SANZIONI RUSSIA, PERCHÈ POCHE AZIENDE SI RITIRANO
Perché ci sono aziende che continuano a fare affari in Russia? Non sono poche quelle che scelgono di non rinunciare alla loro attività in Russia nonostante lo scoppio della guerra in Ucraina e le sanzioni conseguenti. Ne parla Süddeutsche Zeitung, citando un elenco stilato dall’Università di Yale che, ad esempio, comprende la catena di vendita all’ingrosso Metro, ma anche produttori di articoli medici che si giustificano tirando in ballo questioni umanitarie. Ci sono, infatti, l’azienda sanitaria Fresenius, il produttore farmaceutico Stada, il fornitore di tecnologia medica Siemens Healthineers, il produttore di dolciumi Storck con marchi come Nimm2 e Merci, ma anche fornitori di servizi finanziari come la grande banca italiana Unicredit.
C’è poi la società petrolifera Wintershall Dea che solo a metà settimana, a quasi un anno dall’invasione dell’Ucraina, ha annunciato il suo completo ritiro dalla Russia. Cè poi uno studio dell’Università di San Gallo secondo cui l’8,5% delle aziende dei Paesi del G7 e dell’UE si è effettivamente ritirato dalla Russia dopo lo scoppio della guerra. Altri fanno affari come al solito, guerra o non guerra. Altri sono fuori, ma sono ancora rappresentati da una società nazionale, ma non è altro che un guscio vuoto. L’idea che gran parte dell’industria abbia tagliato i ponti con la Russia mesi fa è solo una sensazione. Quando la Russia ha invaso l’Ucraina, 2.405 filiali di 1.404 società dell’UE e del G7 erano attive in Russia. Alla fine di novembre 2022 solo un piccolo numero di queste aziende aveva venduto almeno una filiale.
GLI OSTACOLI DEL GOVERNO RUSSO (MA NON SOLO)
«In moltissimi casi non abbiamo assistito a un vero e proprio ritiro dalla Russia», ha dichiarato Simon Evenett, esperto di politica commerciale dell’Università di San Gallo e coautore dello studio, al Süddeutsche Zeitung. Molte aziende che si sono ritirate si sono date un’opzione di riacquisto. Quindi, hanno la possibilità di riacquistare le loro attività o fabbriche nei prossimi anni. D’altra parte, lasciare la Russia a volte non è così facile, perché il Cremlino ha disseminato diversi ostacoli. Il governo russo starebbe facendo di tutto per impedire il ritiro delle aziende occidentali, inasprendo le condizioni. Ad esempio, attualmente gli investitori hanno bisogno di un permesso ufficiale, a volte dello stesso presidente.

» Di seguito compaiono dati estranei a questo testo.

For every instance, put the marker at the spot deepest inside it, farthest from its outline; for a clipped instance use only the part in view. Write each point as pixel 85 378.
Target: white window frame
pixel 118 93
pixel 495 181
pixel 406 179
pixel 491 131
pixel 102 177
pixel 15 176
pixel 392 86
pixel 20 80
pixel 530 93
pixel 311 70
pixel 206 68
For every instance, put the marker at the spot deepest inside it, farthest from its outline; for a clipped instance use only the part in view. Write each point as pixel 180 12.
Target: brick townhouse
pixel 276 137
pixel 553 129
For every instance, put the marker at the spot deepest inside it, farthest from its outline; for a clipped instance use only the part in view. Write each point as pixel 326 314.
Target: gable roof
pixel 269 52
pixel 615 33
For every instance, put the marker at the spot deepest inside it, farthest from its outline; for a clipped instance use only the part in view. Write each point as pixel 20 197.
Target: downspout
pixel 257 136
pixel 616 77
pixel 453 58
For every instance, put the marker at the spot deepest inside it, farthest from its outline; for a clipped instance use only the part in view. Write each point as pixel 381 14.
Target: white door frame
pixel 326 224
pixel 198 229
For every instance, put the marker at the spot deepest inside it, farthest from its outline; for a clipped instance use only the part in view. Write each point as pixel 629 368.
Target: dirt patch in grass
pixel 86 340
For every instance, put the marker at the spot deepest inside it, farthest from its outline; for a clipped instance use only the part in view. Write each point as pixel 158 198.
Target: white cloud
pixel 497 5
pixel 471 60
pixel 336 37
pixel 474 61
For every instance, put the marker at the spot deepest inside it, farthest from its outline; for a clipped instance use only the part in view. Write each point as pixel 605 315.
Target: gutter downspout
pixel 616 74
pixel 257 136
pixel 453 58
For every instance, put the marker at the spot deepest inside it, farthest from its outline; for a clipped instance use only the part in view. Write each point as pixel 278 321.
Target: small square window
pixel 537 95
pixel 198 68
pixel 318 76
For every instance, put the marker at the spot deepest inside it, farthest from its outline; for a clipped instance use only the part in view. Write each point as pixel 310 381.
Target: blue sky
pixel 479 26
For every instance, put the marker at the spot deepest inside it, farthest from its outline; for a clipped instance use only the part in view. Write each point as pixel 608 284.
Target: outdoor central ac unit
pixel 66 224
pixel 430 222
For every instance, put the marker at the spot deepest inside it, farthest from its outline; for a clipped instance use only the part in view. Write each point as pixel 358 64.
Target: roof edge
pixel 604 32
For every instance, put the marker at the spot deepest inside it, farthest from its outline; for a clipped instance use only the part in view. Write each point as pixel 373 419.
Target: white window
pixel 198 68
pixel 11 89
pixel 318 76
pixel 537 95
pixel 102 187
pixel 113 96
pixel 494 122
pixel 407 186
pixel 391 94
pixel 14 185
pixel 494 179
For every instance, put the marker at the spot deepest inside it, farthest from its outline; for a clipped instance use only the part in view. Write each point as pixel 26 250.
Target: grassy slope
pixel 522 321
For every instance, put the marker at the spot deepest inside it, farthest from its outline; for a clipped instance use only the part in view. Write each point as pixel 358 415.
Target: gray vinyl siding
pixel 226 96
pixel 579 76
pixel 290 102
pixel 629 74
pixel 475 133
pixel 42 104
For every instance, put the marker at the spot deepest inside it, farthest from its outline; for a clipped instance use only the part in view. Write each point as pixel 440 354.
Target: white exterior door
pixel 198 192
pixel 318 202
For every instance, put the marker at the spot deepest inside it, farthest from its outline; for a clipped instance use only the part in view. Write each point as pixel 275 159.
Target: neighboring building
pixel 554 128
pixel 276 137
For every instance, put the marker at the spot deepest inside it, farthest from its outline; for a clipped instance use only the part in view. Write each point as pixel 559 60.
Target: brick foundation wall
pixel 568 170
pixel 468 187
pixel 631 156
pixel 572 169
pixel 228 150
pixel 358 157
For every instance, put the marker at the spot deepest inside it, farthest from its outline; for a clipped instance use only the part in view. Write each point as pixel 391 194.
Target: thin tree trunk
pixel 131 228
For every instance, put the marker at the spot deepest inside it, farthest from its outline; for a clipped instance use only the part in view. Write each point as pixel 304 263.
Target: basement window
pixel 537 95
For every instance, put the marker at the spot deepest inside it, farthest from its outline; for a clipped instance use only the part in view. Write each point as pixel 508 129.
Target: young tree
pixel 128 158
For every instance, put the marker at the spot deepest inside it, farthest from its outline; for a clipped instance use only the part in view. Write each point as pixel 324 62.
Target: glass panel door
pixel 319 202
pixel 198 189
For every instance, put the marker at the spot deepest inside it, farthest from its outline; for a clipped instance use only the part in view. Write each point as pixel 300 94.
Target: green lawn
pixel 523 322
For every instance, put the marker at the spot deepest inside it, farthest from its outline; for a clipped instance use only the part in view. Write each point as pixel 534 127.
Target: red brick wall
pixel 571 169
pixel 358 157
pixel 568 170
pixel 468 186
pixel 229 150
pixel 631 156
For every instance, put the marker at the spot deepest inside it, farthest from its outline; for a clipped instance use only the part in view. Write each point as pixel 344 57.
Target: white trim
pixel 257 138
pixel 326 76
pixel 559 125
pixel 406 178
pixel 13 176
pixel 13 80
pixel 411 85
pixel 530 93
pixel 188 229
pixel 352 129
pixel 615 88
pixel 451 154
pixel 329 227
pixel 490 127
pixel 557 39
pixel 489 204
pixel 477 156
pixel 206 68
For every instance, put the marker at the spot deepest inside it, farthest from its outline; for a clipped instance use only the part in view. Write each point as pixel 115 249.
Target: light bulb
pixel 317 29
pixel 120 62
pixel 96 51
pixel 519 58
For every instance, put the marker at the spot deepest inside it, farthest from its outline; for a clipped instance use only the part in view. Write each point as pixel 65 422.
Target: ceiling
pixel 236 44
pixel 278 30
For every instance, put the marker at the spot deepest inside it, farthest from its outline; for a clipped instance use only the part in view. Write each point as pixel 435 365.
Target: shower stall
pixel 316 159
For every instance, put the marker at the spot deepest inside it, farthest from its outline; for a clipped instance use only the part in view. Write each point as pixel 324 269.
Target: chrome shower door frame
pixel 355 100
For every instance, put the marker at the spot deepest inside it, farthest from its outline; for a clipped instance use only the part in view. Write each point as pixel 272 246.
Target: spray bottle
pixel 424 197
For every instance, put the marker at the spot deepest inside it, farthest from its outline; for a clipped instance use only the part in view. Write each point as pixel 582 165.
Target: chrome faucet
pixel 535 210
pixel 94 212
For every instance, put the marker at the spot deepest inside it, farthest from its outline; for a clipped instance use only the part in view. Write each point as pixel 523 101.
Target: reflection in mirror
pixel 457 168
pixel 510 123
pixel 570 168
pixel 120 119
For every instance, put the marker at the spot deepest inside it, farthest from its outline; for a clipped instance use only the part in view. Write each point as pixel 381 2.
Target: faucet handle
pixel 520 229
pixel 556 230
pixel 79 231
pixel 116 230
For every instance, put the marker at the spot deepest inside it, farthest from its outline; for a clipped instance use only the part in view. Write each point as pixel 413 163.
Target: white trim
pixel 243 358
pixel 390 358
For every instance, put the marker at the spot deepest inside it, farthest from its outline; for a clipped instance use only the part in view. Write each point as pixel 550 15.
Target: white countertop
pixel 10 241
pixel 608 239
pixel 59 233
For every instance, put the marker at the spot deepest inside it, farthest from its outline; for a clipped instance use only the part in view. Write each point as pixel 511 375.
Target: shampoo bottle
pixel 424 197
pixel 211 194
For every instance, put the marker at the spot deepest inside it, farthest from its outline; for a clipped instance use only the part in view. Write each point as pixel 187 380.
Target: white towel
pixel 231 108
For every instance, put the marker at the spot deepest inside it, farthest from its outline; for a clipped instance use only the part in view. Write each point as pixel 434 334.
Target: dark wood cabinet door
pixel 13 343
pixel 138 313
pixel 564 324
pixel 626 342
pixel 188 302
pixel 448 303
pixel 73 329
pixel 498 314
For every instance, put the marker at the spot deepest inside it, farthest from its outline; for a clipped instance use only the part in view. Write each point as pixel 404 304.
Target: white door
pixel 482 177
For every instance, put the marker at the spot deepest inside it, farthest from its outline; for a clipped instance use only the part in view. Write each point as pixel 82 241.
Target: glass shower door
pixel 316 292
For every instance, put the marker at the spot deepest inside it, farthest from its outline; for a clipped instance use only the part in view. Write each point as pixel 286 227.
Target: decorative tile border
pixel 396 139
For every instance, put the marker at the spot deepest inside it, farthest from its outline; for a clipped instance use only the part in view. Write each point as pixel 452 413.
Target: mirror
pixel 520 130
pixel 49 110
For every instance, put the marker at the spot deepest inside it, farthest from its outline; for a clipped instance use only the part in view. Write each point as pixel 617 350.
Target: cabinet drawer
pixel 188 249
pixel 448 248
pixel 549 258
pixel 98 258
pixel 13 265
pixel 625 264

Altre aziende che hanno smesso da tempo di vendere o produrre in Russia sono comunque ancora presenti. Questo è il caso di Daimler, che non è ancora fuori dal mercato: la società di vendita locale e lo stabilimento di assemblaggio saranno venduti all’investitore russo Avtodom. C’è la Volkswagen che sta cercando da mesi un acquirente per il suo stabilimento di Kaluga, mentre BSH Hausgeräte, che produce frigoriferi, ha sospeso la produzione a San Pietroburgo da mesi, ma oltre mille dipendenti continuano a essere pagati. Secondo il Comitato per le relazioni economiche dell’Europa orientale, è sempre più difficile un’uscita per le aziende. Infine, c’è un altro aspetto da tenere presente: tra le aziende occidentali rimaste in Russia, il 19,5% proveniva dalla Germania e il 12,4% dagli Stati Uniti. Forse gli annunci americani sono stati più chiari di quelli di tedeschi? O forse le aziende Usa avevano semplicemente “meno da perdere” in Russia.